Max Verstappen warned Red Bull not to read too much into its strongest qualifying display of the season in Monaco after the 28-year-old finished second behind Kimi Antonelli. The Dutch driver said the team’s result was encouraging, but not enough to prove the car has been fixed.
That caution matters now because Red Bull had gone into the weekend still wrestling with bumps and kerbs, and Verstappen’s Monaco run briefly suggested the RB22 might finally be moving in the right direction. He was surprised to be fighting for pole position at all, especially after the changes made after the third practice session, and said the next round in Barcelona-Catalunya would tell a much clearer story.
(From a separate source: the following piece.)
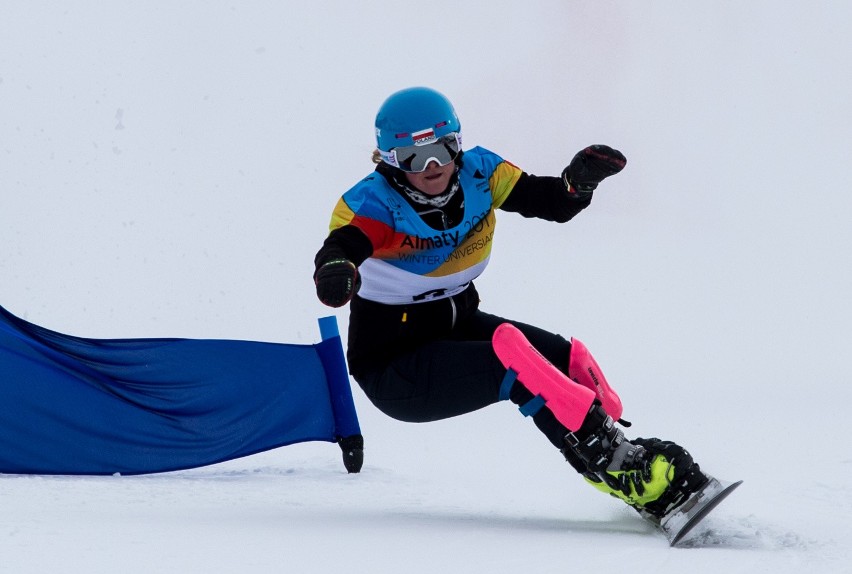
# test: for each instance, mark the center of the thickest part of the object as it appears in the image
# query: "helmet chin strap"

Verstappen said Monaco demanded a soft set-up and that the car was better in that area, but he called it a limitation when Red Bull tries to find more speed. “You always have to run the car reasonably soft here in terms of set-up and suspension,” he said, adding that the gain still did not mean the underlying problem had gone away. He also said the changes before qualifying were modest and that such a narrow street circuit can flatter a package that may not work as well elsewhere.
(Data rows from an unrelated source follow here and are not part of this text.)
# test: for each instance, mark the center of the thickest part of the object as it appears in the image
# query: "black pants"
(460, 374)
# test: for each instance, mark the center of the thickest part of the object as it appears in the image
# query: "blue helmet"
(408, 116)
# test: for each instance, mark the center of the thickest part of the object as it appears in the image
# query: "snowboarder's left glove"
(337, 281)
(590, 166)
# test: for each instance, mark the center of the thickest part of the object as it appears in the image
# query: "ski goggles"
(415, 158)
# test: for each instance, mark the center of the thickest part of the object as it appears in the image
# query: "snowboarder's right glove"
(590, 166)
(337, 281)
That is why Barcelona has become the key reference point. Verstappen said the circuit’s high-speed corners will provide a far more accurate measure of Red Bull’s progress, especially after recent flashes of improvement at slower tracks. “This is positive, but next week it’s a completely different circuit,” he said. “Then it’s a different world again.”
The warning lands against a messy backdrop for Verstappen, whose Monaco weekend ended with a first-lap retirement after his car failed to get off the line because of a power unit issue. That problem underlined how little Red Bull can afford to treat a strong qualifying result as proof the RB22 has been transformed. The team has shown better pace on lower-speed circuits, but Verstappen said that does not settle the bigger question of whether it can perform when the speeds rise again.
Barcelona now becomes the real test of whether Monaco was a breakthrough or a one-off. Verstappen’s message was plain: Red Bull can take the confidence, but it should not start celebrating too soon.